When Sirens Call
I have just finished Paul David Adkin's novel When Sirens Call and I want to shout to anyone out there "Read This Novel!" I do not want to do a review that tells the story, I think the novel does that really well and I may ruin another reader's journey into this wonderful landscape, but (yes a small but) it is set on a Greek island and it does refer to the Sirens so I'd like to "lift" that central image and bring it into this review.
A novel should act like the Sirens to the reader. Like Odysseus, we strap ourselves to the mast and let the author, through the novel, through its words, images, rhythms, plot lines, and other devices, sing to us, and thus allow the author to carry us to places we have not imagined, or that we have but have avoided looking at too closely for it may disturb the shallows where we live our lives by reminding us of those monsters that dwell in a Jungian Deep.
This book is full of monsters. Not the physical kind but the ones that always hold me, the intellectual kind. It is a book of ideas, of philosophies and of characters. People who leap out at you, people you've met or would have liked to. Fictional and real people — the paradox of good writing.

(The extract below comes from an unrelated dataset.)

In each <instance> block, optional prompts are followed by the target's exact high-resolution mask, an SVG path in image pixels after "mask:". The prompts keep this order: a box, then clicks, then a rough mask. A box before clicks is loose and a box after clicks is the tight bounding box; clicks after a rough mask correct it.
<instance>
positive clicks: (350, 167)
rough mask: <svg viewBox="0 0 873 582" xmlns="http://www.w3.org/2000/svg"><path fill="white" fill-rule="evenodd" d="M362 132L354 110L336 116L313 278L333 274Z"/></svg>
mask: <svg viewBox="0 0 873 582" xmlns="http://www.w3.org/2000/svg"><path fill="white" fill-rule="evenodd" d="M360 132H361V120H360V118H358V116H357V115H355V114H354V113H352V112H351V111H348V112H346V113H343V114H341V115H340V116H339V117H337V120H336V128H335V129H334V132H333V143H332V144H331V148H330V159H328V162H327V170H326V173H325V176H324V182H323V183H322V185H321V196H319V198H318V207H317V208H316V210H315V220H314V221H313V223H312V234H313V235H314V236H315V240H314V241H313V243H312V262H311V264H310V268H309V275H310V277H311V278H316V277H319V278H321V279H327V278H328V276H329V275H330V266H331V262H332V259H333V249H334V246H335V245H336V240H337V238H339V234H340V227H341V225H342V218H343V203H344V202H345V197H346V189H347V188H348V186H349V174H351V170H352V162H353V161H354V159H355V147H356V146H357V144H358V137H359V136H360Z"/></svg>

This book has been filling my head space for a week or so now as I worked my way through its gently unfolding chapters, my reading accelerating just as the novel, like all good novels, did, bringing me deeper and deeper into the world of this novel, into the minds of the two main characters and into the ideas that Paul Adkin explores.
I will let the novel dwell now for a few days, let his words sink, his images sink, let it all sink deep into that place inside where all the books we read (those that touch us at least) go.
As I said at the start, I cannot recommend this book highly enough, but I do recommend it, highly.
In the world of online ratings — five stars out of five.